Quarter Life Crisis
REVIEW BY: Jeff Clutterbuck
ORIGINALLY PUBLISHED: 08/03/2006
Summer is drawing nigh, and that means the music starts to get sunnier, the beats catchier and all the rest of that good stuff. Arden Kaywin’s record Quarter Life Crisis was released back in February but it definitely captures the summer vibe. While pop records cater more to my general mood, I didn’t get around to this one until now.
Nothing off Quarter Life Crisis is experimental by any stretch of the imagination. However, it is expertly-crafted pop that draws from various other artists to be effective. The opening track and lead single “Me With Me” comes straight from the Alanis Morissette mold. This song is the best off the disc; every aspect of the production meshes perfectly with Kaywin’s solid, melodic vocals. A few gorgeous ballads creep their way in, especially the closing track “Over You.” I’m occasionally the sucker for the over-wrought, melodramatic, orchestral heavy song, and this fits the bill.
Everything is not necessarily fun and games, though, since there is a bit of the introspective singer/songwriter oeuvre to be found. The piano-driven “As Long As You Love Me” tugs at the ol’ heartstrings, just like any good heartbreak song should, while “Numb” goes a little too far in trying to say that the protagonist feels, well, numb. The bright production directly contrasts with the lyrics; it’s too happy-sounding of a track to really get the point across.
If I leveled any criticisms towards Quarter Life Crisis, it would be that a few songs are repetitious. This is the nature of a pop record, meaning the success rides on how memorable that material is, and here the material starts to slow down on the back half. Songs like “What If” and “Unsaid” generally retread familiar ground, although Kaywin’s vocals on “Unsaid” are some of her best.
Quarter Life Crisis ended up playing how I expected it to; it was certainly not a brilliant inside look at the life of a post-graduate student, but it isn’t lacking in genuine emotion. One of the things I enjoyed the most from this record was the heartfelt emotion of Ms Kaywin, a direct contrast to today’s pop singers who favor meaningless randomly spewed-forth crap over real emotion.

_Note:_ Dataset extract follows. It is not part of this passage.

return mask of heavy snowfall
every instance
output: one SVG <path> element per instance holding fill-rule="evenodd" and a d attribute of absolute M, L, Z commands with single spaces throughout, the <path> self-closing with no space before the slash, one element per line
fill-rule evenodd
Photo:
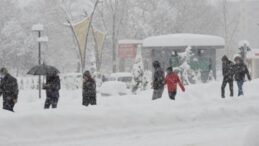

OK, rant over. I’ve listened to the whole album and read the accompanying lyrics and still the general theme of the album escapes me. I myself am rapidly approaching the age of this so called “Quarter Life Crisis” that Ms. Kaywin talks about, so I figured this album would speak to me more than others. As it turns out, it didn’t, but in the big picture that meant very little.